As she explained, AI not only empowers new levels of productivity but unlocks imagination at scale. It gives marketers and creators the ability to bring bold and innovative ideas to life at unimaginable speed. 

However, Stacy also emphasized that while the power and possibilities of AI often seem limitless, what makes a scene or image a great piece of marketing is the story behind it. Storytelling is everything—it’s the human insight, creativity, and cultural awareness behind those AI generated ideas that give them meaning. “The world is what you make it, and AI opens up new possibilities for you to make the world you want to see.” 

She also pointed to Adobe’s work in empowering creators with tools like Firefly and supporting the shift towards agentic AI. “At the end of the day, we empower people to do something. We want to show people what’s possible,” she says. 

As Stacy highlights, AI is here, and it doesn’t replace creativity, but rather expands the canvas. In this new era, the marketers that utilize this combination of AI tools and the power of storytelling are the ones that will see success and results. 

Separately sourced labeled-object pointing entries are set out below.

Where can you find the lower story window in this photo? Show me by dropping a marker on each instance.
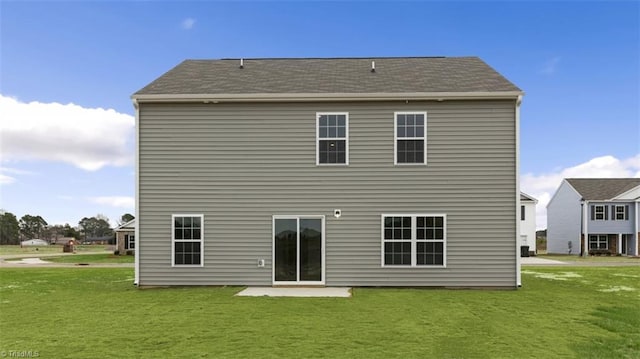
(187, 237)
(414, 240)
(598, 241)
(129, 241)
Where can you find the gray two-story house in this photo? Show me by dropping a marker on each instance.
(596, 214)
(336, 172)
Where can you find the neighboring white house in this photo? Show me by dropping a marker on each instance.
(599, 214)
(528, 223)
(125, 237)
(34, 242)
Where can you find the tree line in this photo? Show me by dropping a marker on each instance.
(12, 230)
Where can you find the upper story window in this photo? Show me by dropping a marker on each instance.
(620, 213)
(413, 240)
(187, 237)
(599, 213)
(129, 241)
(332, 138)
(410, 138)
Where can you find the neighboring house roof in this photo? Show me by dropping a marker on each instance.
(602, 188)
(330, 76)
(527, 198)
(129, 226)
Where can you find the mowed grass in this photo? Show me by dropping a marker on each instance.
(91, 258)
(567, 312)
(17, 249)
(590, 259)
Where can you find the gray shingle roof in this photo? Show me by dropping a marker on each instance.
(602, 188)
(330, 75)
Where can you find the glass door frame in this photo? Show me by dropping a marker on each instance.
(273, 250)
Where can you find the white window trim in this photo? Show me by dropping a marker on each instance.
(615, 212)
(127, 241)
(173, 241)
(595, 212)
(395, 137)
(273, 250)
(346, 138)
(414, 240)
(597, 241)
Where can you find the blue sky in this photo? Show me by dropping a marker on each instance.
(578, 63)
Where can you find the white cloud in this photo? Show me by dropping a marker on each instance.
(88, 138)
(551, 66)
(543, 186)
(188, 23)
(115, 201)
(16, 171)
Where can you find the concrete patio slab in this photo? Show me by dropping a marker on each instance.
(343, 292)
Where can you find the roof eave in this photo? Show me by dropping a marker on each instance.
(327, 97)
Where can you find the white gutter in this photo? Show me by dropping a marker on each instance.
(517, 209)
(300, 97)
(137, 196)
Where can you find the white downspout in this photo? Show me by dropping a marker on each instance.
(137, 195)
(635, 235)
(517, 209)
(585, 229)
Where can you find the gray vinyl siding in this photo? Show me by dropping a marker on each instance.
(609, 225)
(564, 221)
(240, 164)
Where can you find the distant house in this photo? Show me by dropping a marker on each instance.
(596, 214)
(108, 239)
(125, 236)
(62, 240)
(527, 224)
(34, 242)
(328, 171)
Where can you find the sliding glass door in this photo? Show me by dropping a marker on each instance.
(298, 248)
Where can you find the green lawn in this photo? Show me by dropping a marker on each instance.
(561, 312)
(579, 259)
(16, 249)
(91, 258)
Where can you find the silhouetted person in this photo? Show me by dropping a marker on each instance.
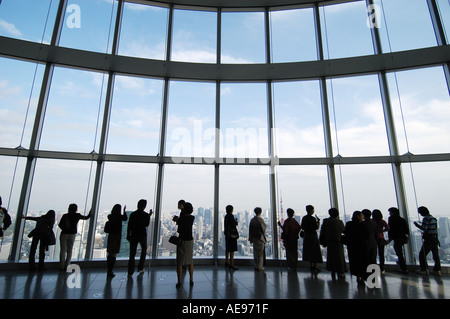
(331, 232)
(372, 238)
(43, 235)
(114, 222)
(69, 229)
(399, 234)
(137, 234)
(291, 229)
(257, 237)
(356, 235)
(185, 250)
(382, 227)
(429, 228)
(231, 236)
(311, 247)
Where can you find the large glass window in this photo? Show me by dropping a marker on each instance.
(124, 184)
(421, 111)
(89, 25)
(191, 119)
(18, 101)
(194, 36)
(28, 20)
(243, 39)
(56, 185)
(292, 35)
(298, 119)
(135, 122)
(194, 184)
(405, 25)
(357, 119)
(245, 188)
(243, 121)
(74, 111)
(344, 30)
(143, 31)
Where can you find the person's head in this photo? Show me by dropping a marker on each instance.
(423, 211)
(367, 213)
(72, 208)
(188, 209)
(50, 214)
(142, 203)
(290, 212)
(116, 210)
(393, 211)
(357, 216)
(333, 212)
(377, 215)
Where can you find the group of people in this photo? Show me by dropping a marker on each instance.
(364, 237)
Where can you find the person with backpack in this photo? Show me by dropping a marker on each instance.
(69, 229)
(429, 228)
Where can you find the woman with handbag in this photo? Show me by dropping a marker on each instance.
(231, 237)
(43, 235)
(185, 249)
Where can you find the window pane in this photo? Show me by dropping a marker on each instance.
(253, 181)
(144, 31)
(312, 183)
(57, 184)
(358, 119)
(89, 25)
(293, 35)
(124, 184)
(365, 186)
(18, 101)
(194, 36)
(243, 38)
(405, 25)
(243, 121)
(135, 116)
(26, 20)
(74, 111)
(422, 111)
(345, 30)
(194, 184)
(191, 119)
(298, 119)
(11, 175)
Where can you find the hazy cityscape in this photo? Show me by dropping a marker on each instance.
(203, 238)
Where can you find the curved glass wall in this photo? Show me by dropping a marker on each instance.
(334, 104)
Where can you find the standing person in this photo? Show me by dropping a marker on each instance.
(257, 237)
(291, 229)
(137, 234)
(382, 227)
(356, 235)
(43, 235)
(69, 229)
(399, 233)
(185, 250)
(331, 232)
(113, 228)
(371, 242)
(231, 236)
(311, 247)
(429, 228)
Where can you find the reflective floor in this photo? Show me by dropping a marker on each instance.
(215, 282)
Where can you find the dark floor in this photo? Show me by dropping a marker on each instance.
(215, 282)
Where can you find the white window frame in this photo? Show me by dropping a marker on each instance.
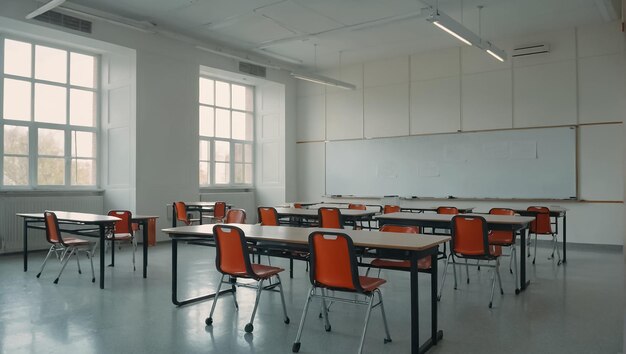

What marketers are underestimating

To close the conversation, Susan asked each panelist to name one cultural shift they think marketers are still underestimating. Their answers revealed the blind spots in the industry that many brands were still overlooking. 

“The thing I’m most mindful of right now is the quality over quantity,” says Monica. 

In this age of generative content and performance pressure with the rapid changing of trends and culture, she warns against sacrificing quality for efficiency. The brands that will stand out in the long-run are those who hold the creative bar high in every facet of what they do. 

Jennifer highlighted both nostalgia and music as timeless cultural connectors that too often get overlooked. Both can create emotional resonance across generations and tap into deeper cultural memory. 

Finola Austin challenged brands to expand how they think about creators. “One thing we say at Linqia is, ‘creator content everywhere’.”

She stressed that creators should be embedded into the entire brand ecosystem, from Super Bowl ads to CTV spots. The brands and marketers seeing success are those embedding creators at the center of their broader content strategy, not just their social strategy. 

This powerhouse panel of female marketing leaders reminded us that cultural relevance isn’t just about keeping up– it’s about showing up with intention, creativity, and courage. From redefining how brands collaborate with creators to embracing AI as a tool for impact, these women are not just following culture, but shaping it.